Adams issues warning over NI peace process
Gerry Adams has said the Northern Ireland political process faces its greatest challenge since the Good Friday Agreement negotiations.
He criticised Democratic Unionist Party leader Peter Robinson for not showing enough progressive leadership and claimed anti-agreement unionists had been allowed to set the agenda, undermining the devolved power-sharing government at Stormont.
Sinn Féin and the DUP, the two largest parties in the mandatory coalition, have been at loggerheads over welfare reform and plans for a peace centre at the site of a former high security prison near Belfast.

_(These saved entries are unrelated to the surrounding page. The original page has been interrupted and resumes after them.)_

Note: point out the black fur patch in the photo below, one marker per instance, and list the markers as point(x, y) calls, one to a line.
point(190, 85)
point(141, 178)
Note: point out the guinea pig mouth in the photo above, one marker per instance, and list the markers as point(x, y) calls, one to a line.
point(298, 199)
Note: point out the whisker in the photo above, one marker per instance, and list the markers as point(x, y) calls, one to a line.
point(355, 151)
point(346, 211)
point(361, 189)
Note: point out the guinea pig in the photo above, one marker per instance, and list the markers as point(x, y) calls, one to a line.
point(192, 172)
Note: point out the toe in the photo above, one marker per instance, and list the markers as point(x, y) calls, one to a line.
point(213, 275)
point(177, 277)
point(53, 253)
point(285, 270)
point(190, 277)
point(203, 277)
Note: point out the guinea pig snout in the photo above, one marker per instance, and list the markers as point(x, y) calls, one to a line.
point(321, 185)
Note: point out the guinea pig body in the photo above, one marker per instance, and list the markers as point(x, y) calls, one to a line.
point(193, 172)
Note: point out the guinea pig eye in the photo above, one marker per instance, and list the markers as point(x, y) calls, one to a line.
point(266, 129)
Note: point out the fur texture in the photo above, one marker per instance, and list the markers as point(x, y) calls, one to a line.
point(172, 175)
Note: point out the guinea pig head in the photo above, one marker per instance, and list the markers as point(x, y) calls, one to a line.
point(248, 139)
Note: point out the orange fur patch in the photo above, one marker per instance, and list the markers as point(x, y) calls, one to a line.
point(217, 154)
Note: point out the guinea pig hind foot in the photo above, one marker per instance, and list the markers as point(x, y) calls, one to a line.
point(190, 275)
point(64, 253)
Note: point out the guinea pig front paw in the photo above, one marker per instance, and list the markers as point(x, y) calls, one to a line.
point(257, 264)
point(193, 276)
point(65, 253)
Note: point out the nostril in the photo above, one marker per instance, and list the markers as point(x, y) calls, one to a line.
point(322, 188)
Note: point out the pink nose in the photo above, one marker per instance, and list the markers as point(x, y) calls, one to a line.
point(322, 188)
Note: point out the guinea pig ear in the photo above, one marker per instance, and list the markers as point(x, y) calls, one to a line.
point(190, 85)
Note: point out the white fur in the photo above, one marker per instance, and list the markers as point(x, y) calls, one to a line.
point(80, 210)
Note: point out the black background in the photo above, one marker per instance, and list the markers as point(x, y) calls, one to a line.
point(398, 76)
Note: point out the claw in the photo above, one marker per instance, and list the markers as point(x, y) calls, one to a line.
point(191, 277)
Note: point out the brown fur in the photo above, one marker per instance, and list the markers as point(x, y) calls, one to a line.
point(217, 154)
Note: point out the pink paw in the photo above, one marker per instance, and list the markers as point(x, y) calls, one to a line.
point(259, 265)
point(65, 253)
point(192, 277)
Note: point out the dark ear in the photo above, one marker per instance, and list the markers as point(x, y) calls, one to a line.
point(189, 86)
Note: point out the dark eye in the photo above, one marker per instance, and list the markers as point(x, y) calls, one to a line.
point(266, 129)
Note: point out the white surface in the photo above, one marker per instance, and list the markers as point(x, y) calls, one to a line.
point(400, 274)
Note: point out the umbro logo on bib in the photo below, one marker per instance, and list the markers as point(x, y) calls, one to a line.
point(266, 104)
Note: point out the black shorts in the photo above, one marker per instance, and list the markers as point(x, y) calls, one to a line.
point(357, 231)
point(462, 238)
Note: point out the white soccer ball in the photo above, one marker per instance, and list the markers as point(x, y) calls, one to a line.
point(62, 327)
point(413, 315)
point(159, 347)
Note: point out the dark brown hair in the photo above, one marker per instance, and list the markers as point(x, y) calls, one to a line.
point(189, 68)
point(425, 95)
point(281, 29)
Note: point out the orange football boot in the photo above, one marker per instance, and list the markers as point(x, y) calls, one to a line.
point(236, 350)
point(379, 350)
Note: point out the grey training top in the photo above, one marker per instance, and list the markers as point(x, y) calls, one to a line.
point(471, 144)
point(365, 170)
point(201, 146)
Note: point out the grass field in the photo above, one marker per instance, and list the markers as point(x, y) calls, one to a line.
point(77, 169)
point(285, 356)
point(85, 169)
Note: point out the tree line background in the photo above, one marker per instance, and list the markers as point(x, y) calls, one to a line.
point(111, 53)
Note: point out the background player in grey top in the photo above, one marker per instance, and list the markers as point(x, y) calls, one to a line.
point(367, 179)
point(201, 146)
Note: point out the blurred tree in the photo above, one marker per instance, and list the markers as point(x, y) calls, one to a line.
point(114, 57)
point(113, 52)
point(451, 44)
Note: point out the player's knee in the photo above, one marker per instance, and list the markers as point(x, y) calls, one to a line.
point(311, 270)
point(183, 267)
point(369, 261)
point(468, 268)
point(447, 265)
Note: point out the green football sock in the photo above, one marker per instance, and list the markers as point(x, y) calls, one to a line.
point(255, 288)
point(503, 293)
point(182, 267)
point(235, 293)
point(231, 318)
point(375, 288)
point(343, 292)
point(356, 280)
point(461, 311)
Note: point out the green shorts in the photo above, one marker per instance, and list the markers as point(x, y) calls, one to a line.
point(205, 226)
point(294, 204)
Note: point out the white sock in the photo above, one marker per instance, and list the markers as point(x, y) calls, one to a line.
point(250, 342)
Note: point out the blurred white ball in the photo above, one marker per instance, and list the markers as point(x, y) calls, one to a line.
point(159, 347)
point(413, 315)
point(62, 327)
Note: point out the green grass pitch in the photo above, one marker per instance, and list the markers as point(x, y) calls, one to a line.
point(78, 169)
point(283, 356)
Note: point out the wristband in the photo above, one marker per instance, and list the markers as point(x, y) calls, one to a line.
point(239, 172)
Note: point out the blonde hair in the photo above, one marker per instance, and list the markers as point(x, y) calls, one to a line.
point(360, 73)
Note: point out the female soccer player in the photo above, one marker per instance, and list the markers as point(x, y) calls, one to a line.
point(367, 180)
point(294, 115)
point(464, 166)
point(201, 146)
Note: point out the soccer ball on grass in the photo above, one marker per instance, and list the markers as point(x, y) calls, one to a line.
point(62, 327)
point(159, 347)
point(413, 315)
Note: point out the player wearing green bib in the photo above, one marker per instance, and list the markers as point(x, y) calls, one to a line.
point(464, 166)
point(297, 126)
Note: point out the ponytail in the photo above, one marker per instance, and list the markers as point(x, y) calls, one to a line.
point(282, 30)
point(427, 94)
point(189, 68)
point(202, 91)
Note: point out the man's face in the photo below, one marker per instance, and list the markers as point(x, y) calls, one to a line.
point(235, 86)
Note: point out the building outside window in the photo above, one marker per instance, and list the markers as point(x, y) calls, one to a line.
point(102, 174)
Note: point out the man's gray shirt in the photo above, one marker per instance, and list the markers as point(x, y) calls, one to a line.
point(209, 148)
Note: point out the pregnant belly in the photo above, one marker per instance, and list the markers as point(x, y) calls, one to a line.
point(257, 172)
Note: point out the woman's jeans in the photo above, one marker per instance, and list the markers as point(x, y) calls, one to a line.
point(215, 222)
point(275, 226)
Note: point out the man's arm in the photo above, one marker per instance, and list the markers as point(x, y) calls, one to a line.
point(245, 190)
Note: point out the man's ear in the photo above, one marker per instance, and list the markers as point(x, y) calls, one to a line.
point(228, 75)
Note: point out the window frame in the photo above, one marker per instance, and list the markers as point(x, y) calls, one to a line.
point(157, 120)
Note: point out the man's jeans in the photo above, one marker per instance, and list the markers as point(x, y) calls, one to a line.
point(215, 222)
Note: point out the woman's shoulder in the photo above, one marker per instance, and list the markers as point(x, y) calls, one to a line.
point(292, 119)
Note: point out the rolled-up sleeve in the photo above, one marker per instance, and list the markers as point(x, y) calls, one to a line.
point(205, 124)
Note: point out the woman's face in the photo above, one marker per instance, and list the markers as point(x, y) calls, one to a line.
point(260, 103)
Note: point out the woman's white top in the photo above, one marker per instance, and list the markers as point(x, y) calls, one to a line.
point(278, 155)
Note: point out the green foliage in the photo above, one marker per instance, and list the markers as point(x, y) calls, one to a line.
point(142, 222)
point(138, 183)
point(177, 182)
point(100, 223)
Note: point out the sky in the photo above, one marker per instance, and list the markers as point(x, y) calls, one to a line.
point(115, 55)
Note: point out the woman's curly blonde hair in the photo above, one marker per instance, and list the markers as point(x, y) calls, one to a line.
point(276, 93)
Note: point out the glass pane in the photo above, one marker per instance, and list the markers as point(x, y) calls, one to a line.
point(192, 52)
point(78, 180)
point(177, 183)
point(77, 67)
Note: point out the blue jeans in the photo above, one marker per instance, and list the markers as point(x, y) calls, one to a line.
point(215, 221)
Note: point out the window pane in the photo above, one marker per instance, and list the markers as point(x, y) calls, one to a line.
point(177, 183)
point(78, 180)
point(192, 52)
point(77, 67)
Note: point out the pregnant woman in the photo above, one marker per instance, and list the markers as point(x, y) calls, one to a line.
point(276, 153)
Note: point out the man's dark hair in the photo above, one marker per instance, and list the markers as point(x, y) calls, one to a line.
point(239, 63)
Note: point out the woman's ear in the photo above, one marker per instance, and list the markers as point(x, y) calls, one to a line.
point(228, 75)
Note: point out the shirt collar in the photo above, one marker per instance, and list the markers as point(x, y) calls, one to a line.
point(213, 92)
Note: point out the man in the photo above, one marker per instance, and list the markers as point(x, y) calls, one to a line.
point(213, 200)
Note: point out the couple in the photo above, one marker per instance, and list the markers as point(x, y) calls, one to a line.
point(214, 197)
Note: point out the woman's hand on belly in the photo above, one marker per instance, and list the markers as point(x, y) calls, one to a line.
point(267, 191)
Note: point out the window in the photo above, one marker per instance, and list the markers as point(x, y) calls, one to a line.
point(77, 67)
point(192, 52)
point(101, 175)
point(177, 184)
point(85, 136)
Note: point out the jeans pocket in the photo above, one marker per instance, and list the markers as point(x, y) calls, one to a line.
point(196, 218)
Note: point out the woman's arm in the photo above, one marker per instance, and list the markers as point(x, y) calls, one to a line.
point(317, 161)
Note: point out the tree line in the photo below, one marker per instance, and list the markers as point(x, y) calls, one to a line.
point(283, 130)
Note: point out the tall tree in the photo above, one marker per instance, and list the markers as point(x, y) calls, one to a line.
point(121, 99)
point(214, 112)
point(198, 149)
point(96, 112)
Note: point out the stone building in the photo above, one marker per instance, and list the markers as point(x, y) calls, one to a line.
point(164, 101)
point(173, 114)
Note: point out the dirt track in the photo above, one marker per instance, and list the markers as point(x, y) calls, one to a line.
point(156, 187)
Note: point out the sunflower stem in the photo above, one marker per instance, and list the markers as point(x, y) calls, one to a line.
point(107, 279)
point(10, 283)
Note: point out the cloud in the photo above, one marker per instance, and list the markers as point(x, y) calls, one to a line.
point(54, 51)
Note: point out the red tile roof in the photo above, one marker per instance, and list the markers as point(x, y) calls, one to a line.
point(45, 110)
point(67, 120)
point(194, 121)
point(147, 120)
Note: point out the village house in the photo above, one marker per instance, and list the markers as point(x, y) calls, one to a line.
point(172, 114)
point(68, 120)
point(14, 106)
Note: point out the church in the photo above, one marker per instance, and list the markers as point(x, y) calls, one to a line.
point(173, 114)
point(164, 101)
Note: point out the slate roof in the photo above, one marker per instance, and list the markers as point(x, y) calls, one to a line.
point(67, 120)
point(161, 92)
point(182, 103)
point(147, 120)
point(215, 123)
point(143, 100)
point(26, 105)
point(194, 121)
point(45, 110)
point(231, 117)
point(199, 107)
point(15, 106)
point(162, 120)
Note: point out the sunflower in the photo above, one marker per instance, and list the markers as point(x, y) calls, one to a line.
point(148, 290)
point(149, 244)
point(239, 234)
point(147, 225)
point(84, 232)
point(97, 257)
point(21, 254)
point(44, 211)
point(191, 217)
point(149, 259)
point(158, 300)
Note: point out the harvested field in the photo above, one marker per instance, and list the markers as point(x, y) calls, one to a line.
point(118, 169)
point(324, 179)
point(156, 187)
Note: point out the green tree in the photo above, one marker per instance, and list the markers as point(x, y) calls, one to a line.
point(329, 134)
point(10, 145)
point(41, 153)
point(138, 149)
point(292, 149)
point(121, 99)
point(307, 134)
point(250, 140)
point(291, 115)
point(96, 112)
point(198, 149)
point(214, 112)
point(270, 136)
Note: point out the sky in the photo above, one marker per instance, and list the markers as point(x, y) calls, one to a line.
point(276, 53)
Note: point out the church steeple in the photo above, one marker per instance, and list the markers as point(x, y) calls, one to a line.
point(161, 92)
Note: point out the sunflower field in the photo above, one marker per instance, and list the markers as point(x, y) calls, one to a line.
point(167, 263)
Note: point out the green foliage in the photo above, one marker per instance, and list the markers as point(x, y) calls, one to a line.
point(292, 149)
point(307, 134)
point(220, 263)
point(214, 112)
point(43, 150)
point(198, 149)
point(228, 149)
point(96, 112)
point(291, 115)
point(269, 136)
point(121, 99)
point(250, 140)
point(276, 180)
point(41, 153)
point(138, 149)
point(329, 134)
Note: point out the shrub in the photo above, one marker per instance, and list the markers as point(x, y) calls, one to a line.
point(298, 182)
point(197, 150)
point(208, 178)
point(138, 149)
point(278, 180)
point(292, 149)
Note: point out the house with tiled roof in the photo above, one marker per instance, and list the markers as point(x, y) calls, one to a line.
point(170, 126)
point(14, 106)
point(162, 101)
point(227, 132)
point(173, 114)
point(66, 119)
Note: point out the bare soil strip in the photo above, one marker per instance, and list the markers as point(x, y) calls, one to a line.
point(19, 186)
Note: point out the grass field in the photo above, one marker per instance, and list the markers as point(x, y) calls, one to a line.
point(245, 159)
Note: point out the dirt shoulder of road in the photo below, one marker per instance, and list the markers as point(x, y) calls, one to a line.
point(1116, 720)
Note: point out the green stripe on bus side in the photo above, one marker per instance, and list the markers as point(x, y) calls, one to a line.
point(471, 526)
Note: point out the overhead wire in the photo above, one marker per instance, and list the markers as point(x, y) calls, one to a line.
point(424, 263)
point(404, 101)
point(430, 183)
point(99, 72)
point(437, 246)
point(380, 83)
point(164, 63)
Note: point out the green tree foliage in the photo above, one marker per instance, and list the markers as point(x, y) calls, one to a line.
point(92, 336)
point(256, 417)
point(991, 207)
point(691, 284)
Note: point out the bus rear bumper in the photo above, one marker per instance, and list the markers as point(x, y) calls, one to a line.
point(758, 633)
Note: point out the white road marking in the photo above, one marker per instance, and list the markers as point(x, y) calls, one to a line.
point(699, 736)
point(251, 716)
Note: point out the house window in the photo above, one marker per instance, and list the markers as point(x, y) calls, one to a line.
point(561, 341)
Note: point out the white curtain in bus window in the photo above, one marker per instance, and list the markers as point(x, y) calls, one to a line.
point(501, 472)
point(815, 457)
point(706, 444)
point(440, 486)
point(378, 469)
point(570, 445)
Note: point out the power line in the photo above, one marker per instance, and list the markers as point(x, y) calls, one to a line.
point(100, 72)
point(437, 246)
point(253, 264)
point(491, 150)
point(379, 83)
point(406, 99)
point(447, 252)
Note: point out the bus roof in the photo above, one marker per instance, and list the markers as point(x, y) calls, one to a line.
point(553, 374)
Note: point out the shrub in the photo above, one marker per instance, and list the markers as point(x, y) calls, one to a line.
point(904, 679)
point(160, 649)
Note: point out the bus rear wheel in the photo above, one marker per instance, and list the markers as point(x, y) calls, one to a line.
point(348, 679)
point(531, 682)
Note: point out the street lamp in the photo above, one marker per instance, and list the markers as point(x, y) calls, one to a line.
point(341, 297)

Mr Adams told the BBC: "The crisis is clearly a political crisis but the fact is citizens need to have confidence in the political institutions and because one of the biggest parties, the biggest party in the Executive (DUP), is not committed to what it signed up to when it went into government with Sinn Féin and the other parties, that confidence is being eroded.''
The Sinn Féin president accused unionists of failing to engage positively in political negotiations surrounding contentious flags, parades and dealing with the toxic legacy of thousands of deaths during the conflict.
Dialogue has been stalled in a unionist protest over the handling of a loyal order parade in North Belfast.
The Irish Government has said it hopes talks can resume next month.
But Mr Adams said the stance of unionists meant there was no likelihood of negotiations resuming.